Question

One kg of water, at ${{20}^{0}}C$ , is heated in an electric kettle whose heating element has a mean(temperature averaged) resistance of $20\Omega $ . The rms voltage in the mains is $200V$. Ignoring the heat loss from the kettle, time taken for water to evaporate fully is close to:
[Specific heat of water =$4200J/kg{}^{0}C$ , latent heat of water =$2260kJ/kg$ ]
A) 3 minutes
B)22 minutes
C)10 minutes
D)16 minutes

Answer 1

Hint: The kettle will supply the necessary heat to evaporate the water. We need to equate the heat produced by the electric kettle in the required time as the heat required to evaporate the water. From that equation we can get the required time. We need to go in this way to solve the question.
Formula used: $H=mst+mL$ ,$H=\dfrac{{{V}^{2}}}{R}T$

Complete answer:
Let H is the heat required to evaporate the water.

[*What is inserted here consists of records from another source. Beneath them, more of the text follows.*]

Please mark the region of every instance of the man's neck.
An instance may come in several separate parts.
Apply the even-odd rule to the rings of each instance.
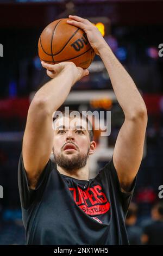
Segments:
[[[89,180],[89,169],[87,168],[87,164],[84,167],[77,170],[74,170],[72,172],[69,172],[68,170],[59,166],[58,164],[57,169],[60,173],[64,174],[66,176],[69,176],[74,179],[81,180]]]

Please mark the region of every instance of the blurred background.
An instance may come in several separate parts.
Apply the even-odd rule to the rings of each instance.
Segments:
[[[159,54],[162,10],[163,2],[157,0],[0,0],[0,245],[25,243],[17,164],[30,102],[48,80],[37,56],[37,42],[47,25],[69,14],[88,19],[99,28],[144,99],[146,140],[126,225],[131,244],[163,244],[163,239],[152,240],[163,236],[163,199],[158,196],[163,185],[163,57]],[[110,136],[95,133],[93,177],[110,159],[124,116],[98,56],[89,70],[61,109],[111,111]]]

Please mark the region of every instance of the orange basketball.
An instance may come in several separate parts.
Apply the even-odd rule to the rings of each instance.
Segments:
[[[87,69],[95,57],[86,34],[61,19],[51,23],[42,32],[38,51],[41,60],[50,64],[72,62],[77,66]]]

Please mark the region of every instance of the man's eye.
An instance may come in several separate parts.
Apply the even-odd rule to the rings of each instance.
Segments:
[[[65,131],[64,130],[59,130],[58,132],[58,133],[59,134],[64,134],[65,132]]]
[[[78,133],[78,134],[82,134],[82,133],[83,133],[83,131],[82,131],[82,130],[78,130],[77,131],[77,133]]]

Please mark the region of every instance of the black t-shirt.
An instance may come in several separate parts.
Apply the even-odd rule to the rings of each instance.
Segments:
[[[148,236],[148,245],[163,245],[163,220],[155,221],[145,228]]]
[[[62,174],[51,160],[35,190],[28,185],[22,154],[18,186],[28,245],[128,245],[124,218],[131,191],[121,191],[112,160],[89,181]]]

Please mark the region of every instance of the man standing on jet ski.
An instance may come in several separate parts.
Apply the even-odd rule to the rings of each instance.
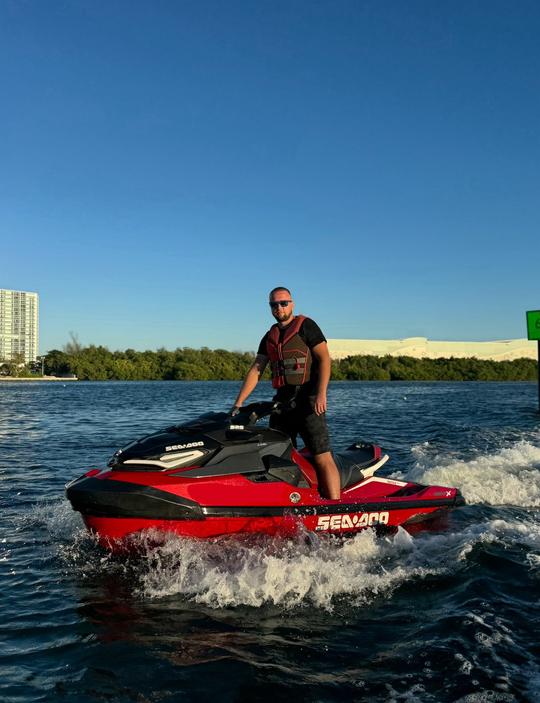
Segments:
[[[293,315],[294,303],[288,288],[271,290],[269,304],[276,324],[262,338],[231,412],[238,412],[270,362],[272,385],[277,389],[274,400],[284,404],[281,414],[270,417],[270,427],[288,434],[295,445],[297,435],[302,437],[313,456],[319,492],[325,498],[338,500],[339,472],[325,415],[331,372],[326,338],[309,317]]]

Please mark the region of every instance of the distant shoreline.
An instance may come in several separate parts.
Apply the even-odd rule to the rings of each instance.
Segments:
[[[78,378],[61,378],[60,376],[0,376],[0,381],[78,381]]]

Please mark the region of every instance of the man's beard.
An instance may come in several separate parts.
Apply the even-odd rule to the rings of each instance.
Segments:
[[[292,311],[285,317],[278,317],[278,322],[288,322],[292,317]]]

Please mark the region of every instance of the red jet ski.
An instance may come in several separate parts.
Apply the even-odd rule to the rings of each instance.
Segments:
[[[252,403],[240,414],[207,413],[150,434],[88,471],[66,495],[100,543],[111,549],[149,528],[188,537],[310,531],[352,534],[395,530],[440,515],[464,500],[456,488],[375,476],[388,456],[356,443],[334,455],[340,500],[317,491],[309,454],[257,420],[278,404]]]

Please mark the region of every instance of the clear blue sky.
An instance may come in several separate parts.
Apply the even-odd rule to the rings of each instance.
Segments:
[[[41,351],[526,336],[540,4],[3,0],[0,287]]]

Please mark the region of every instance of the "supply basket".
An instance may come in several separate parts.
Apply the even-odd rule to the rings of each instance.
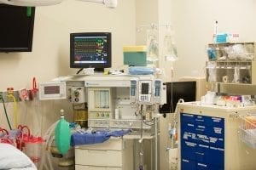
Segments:
[[[240,116],[239,137],[247,145],[256,149],[256,114]]]

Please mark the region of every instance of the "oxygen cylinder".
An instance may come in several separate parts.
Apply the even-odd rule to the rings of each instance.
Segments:
[[[70,148],[71,131],[69,122],[64,118],[64,110],[61,110],[61,118],[55,127],[55,141],[59,151],[64,155]]]

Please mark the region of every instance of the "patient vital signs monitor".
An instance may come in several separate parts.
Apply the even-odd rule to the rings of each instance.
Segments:
[[[71,33],[70,67],[95,69],[111,67],[111,33]]]

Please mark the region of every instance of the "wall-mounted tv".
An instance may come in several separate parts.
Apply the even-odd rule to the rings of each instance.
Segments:
[[[0,4],[0,52],[31,52],[35,8]]]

Let mass of the water is $m$, specific heat of the water is $s$ ,latent heat of water is $L$ and If the change in temperature is $t$, then we can write
$H=mst+mL$
Putting the values of all quantities we get
$\begin{align}
  & H=1\times 4200\times (100-20)+1\times 2260000J \\
 & orH=2596000J............(1) \\
\end{align}$
Now if $V$ is applied voltage,$R$ is the resistance of the heating element and $T$ is the time required then from Joule’s heating formula to generate the heat then we can write
$H=\dfrac{{{V}^{2}}}{R}T$
Now putting the value of $H$ from $(1)$ and all other quantities we have
\[\begin{align}
  & 2596000=\dfrac{{{200}^{2}}}{20}\times T \\
 & or T=\dfrac{2596000\times 20}{{{200}^{2}}}s=1298s=\dfrac{1298}{60}minutes=21.63minutes \\
\end{align}\]

So the correct answer is B.

Note:
In this kind of problem we must first convert all the quantities in the same system units. Like in this problem, we need to convert the latent heat given in $kJ/kg$ to $J/kg$ . Also when we are applying Joule’s heating formula we should remember that the time will come in seconds. We have to convert the time in accordance with the question.